Various vehicle models start down the assembly line as metal shells. Within minutes, windows are glued on with lasers and dashboards are plunked in by workers. Each day, 4,000 cars are rolled out for markets in Japan and around the world.

The history of those vehicles is the highlight of a visit to the factory. An on-site museum captures Mazda from its start with motorized tricycles to its new push for alternative fuel cars.

Mazda first broke into western markets with its vintage sports cars. The 1967 Cosmo Sport is a zippy coupe that echoes Italian and European sports cars of the time. The company rebounded from the oil crisis of the 1970s with the RX-7, which made it to the U.S. market in 1983 and became a perennial hit.

The company is now pumping billions of yen into fuel efficiency programs, an effort that is on display at the factory through slick, futuristic and sometimes goofy designs.

Its engineers began experimenting with hydrogen-powered cars in the early 1990s.

The HR-X and the HR-X2, both on display, were part of the first-generation hydrogen concept cars and resemble rolling fishbowls — complete with an aqua-pastel color scheme.

New efforts have delivered more appealing vehicles.
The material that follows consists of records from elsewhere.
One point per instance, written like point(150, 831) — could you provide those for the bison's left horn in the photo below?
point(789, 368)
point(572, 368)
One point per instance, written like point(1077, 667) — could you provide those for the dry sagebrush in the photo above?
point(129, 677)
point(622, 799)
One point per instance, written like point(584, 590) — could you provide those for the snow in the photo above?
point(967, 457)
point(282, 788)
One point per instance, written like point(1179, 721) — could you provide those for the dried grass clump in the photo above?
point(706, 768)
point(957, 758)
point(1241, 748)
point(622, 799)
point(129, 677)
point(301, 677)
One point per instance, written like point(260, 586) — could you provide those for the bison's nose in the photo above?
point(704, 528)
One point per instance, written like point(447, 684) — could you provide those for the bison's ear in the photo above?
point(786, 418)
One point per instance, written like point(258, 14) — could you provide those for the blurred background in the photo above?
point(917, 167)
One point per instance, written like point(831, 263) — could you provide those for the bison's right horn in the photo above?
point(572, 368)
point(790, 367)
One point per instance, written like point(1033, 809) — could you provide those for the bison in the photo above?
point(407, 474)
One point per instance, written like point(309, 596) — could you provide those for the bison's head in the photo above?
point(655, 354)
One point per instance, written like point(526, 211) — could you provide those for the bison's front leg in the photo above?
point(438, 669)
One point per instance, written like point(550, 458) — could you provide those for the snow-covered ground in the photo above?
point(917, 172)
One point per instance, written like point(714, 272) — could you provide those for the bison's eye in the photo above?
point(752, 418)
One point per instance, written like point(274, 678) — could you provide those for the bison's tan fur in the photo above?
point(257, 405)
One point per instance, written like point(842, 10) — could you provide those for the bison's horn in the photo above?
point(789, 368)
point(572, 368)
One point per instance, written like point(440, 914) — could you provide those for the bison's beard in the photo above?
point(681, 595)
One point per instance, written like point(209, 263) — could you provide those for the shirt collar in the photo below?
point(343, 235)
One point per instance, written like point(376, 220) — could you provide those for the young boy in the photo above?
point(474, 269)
The Mazda Ryuga, a stunning sport concept car, would look at home in Christian Bale’s updated bat cave. The Hiroshima museum keeps a metallic maroon model parked on a lighted pedestal.

But the company might have a more likely future hit with the commonplace, comparatively boring design of the Premacy, a hydrogen-powered minivan also at the cusp of its engineering efforts.

For now, the future of those vehicles is uncertain. Mazda’s financial outlook is improving and it is ready to make major investments in new technology and facility upgrades.

It is also uncertain whether we might start seeing some updated versions of "Gung Ho" fit for a new generation of worry over the U.S. auto industry.